Live theater today is a notoriously hands-off endeavor. If a director wants to stage King Lear with Kabuki puppets wearing tutus, then he shall do so, and don't spare the tulle. The conviction is that artistic meddling from outside the rehearsal hall, be they board members, audience members, or social justice warriors, is bound to be bad. It has roots in the First Amendment, but even deeper ones in the mainstream ( white, cisgender, often hetero ) convictions that the 1950s and Joe McCarthy are just around the corner. Today's mainstream often forgets that stories about any disenfranchised group also peddle in matters of non-fictional life and death. If you shape public perception, you directly impact the privileges, laws, and even physical survival of marginalized people. So in certain cases, I will gladly see your "Hands off my Sacred Art" and raise you the lives of trans persons, persons of color and other disenfranchised Americans persons threatened by acts of hate.
"But we artists LOVE you, we feel your pain ... and also you need our skills/access/privilege to get the message out there."
To be sure, theater folk are trained to expertly insert themselves squarely into any character's tattered shoes, and walk their woeful walk. The "We Can Be Anyone" tradition of Meryl Streep, Dustin Hoffman runs deep. Their cry is We are Artists! We are Everyman!
Well, you know the problem with that? Actors and writers do exactly what they say: they put THEMSELVES into minority characters. I'm sorry, but no coffee chats with your ( one ) trans friend, no Howlround articles nor hours of RuPaul's Drag Race can change the intrinsic fact of your cisgender-ness. You ARE. NOT. TRANS.
Which is critical because ...
An artists' strongest concerns, insights, and convictions inevitably concern themselves. Life is rendered through the grimy lense of our own experiences and perspective. This is just human nature. Undeniably, today's artists sometime achieve their rainbow-and-unicorn dream world where pure artistic imagination ( and that hard-earned MFA ) magically supercede the all limits of their experience. Where trans stories are concerned, no such Superpowers are in evidence. Cis artists don't even score passing grades when depicting our transitions, our self-perception, our love-lifes, and especially not our typical roles in society.

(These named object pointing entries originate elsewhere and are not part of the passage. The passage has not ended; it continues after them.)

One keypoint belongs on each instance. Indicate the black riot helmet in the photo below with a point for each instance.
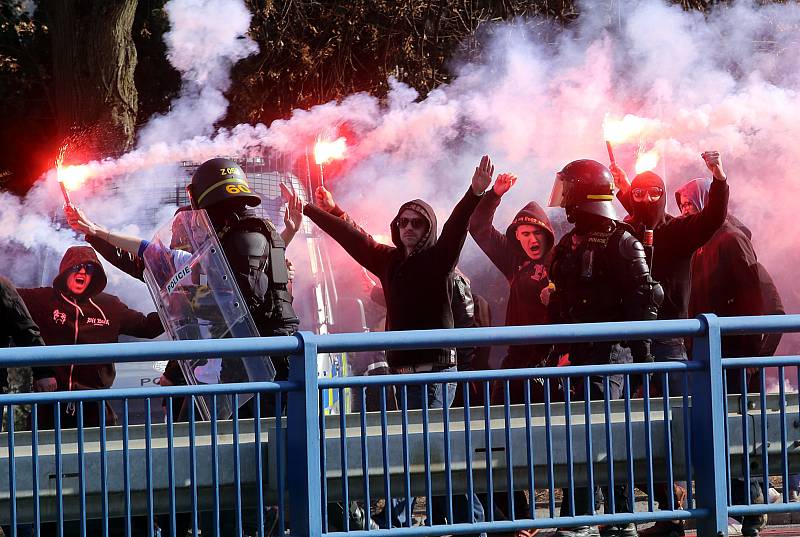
(584, 185)
(217, 180)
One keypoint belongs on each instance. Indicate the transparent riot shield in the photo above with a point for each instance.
(197, 298)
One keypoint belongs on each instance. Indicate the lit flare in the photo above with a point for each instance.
(69, 177)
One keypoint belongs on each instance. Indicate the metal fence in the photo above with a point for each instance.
(282, 465)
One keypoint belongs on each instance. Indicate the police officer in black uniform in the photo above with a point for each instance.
(600, 274)
(255, 250)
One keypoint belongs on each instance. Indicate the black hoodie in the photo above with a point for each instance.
(527, 278)
(418, 288)
(675, 240)
(91, 317)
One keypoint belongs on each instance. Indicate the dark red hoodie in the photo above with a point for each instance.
(527, 278)
(91, 317)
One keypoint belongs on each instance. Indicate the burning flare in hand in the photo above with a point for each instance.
(325, 151)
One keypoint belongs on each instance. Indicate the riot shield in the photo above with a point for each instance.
(197, 298)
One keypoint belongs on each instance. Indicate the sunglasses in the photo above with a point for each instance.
(416, 223)
(88, 267)
(653, 192)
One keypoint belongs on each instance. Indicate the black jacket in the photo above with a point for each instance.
(417, 288)
(725, 281)
(675, 240)
(16, 324)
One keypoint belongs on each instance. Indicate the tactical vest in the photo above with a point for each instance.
(585, 277)
(257, 256)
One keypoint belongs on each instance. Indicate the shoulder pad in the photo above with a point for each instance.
(630, 247)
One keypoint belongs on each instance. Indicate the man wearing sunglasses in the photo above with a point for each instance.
(675, 240)
(416, 275)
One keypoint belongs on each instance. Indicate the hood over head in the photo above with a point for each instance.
(697, 192)
(532, 214)
(649, 213)
(426, 211)
(76, 255)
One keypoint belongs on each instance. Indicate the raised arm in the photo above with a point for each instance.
(697, 229)
(293, 217)
(367, 252)
(493, 243)
(78, 221)
(454, 231)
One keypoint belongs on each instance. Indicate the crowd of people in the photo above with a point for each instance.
(647, 265)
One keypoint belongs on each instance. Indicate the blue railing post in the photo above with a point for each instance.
(303, 446)
(708, 431)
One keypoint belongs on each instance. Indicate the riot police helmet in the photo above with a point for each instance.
(218, 180)
(584, 185)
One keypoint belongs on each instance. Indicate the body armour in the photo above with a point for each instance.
(604, 277)
(257, 256)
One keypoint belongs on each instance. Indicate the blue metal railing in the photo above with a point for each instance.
(312, 471)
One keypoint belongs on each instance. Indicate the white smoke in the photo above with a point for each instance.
(727, 80)
(203, 50)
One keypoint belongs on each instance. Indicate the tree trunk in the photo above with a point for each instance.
(94, 59)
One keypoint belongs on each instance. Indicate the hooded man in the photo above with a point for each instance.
(416, 275)
(725, 272)
(75, 310)
(674, 242)
(522, 255)
(726, 281)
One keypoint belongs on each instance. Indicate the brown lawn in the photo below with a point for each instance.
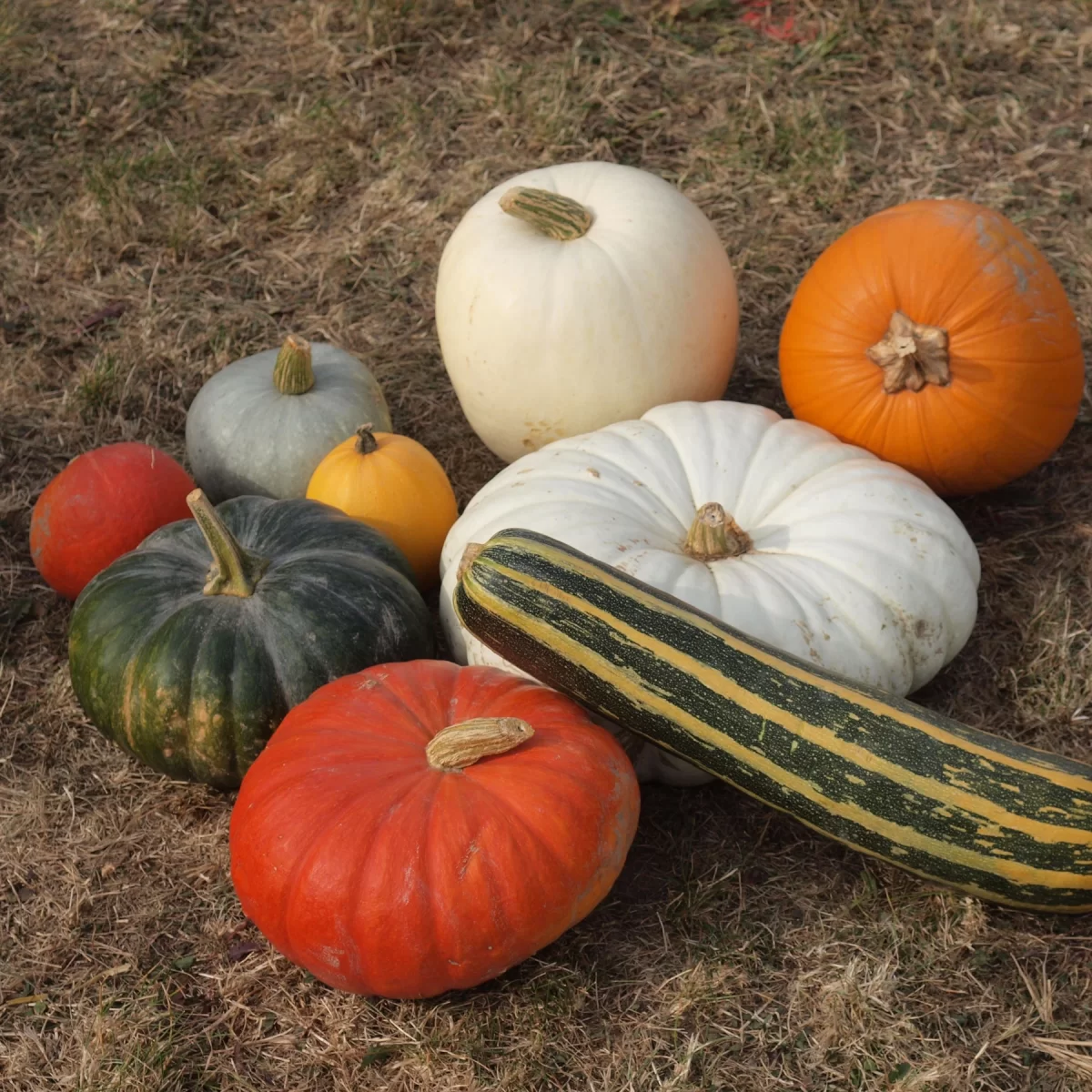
(230, 170)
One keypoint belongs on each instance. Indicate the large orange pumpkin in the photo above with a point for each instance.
(420, 827)
(936, 336)
(103, 505)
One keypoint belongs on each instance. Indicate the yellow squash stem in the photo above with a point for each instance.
(366, 440)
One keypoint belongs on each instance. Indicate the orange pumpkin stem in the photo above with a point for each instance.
(366, 440)
(912, 355)
(714, 535)
(464, 743)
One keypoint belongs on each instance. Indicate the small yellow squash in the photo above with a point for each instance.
(394, 485)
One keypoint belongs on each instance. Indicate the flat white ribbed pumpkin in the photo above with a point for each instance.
(812, 545)
(579, 295)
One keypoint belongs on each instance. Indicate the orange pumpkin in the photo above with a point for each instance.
(420, 827)
(936, 336)
(394, 485)
(103, 505)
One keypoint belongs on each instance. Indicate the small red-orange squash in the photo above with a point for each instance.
(421, 827)
(937, 337)
(103, 505)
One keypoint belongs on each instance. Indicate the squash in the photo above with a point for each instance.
(578, 295)
(262, 424)
(999, 820)
(190, 667)
(937, 337)
(420, 827)
(773, 525)
(101, 506)
(394, 485)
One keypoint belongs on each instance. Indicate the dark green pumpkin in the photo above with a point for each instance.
(189, 650)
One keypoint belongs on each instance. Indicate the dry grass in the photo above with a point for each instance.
(225, 170)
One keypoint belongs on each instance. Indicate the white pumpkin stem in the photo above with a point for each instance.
(293, 372)
(234, 571)
(911, 355)
(462, 745)
(714, 535)
(552, 214)
(366, 441)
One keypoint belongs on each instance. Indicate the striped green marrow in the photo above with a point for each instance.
(999, 820)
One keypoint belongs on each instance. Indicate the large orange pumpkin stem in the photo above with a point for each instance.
(293, 372)
(464, 743)
(714, 535)
(911, 355)
(234, 571)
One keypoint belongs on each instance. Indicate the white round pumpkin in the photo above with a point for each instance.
(773, 525)
(262, 424)
(579, 295)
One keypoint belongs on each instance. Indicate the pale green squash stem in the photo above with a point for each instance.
(561, 217)
(234, 571)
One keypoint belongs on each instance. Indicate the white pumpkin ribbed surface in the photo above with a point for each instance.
(855, 566)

"But I'm gay, I know your pain."
Oh dear Lord, no. You're gay and you know YOUR pain. But, because trans is hip and cool, we become ciphers for your stories. I had the displeasure to direct such a play, that tried to translate its writer's memories of mid-century gay youth into a modern transgender story. The ways he got us wrong staggered not only me but my cisgender cast, too. Yet this play had been judged exemplary by several gay theater artists until I staged a reading, and detailed its many trans-gressions. Folks are still discovering that we're not all interchangable LGBT misfits.
So I continually challenge our entertainment industry because these insitutions resist change, and trans people are still largely figments of cisgender imagination. And I believe that artists' response has to be No. No more marginalization. No more noble deaths but tales where we flourish. No more heart-of-gold whores but transgender business owners, mothers, and steel workers. Our very survival depends on this.
Like all human beings, we merit narratives which exemplify our right to exist with dignity, and to move freely among our fellow man. Only then shall I gladly confine my noise and fury to the stage.
*Note: The author here uses "transgender" to denote all gender-nonconforming persons typically grouped under that umbrella term.
Before gender transitioning, Delia Kropp trained in England and Chicago, and acted with a variety of Chicago companies including The Goodman, Red Twist, Griffin, Lifeline, and Pegasus Players. She won Best Supporting Actor for her work as Alan in "Equus" at Michigan's renowned Boarshead Theatre. She has also directed a number of productions for Chicago storefront and educational institutions. Delia's female acting career begins with "Raggedy And" at Pride Films and Plays in 2016.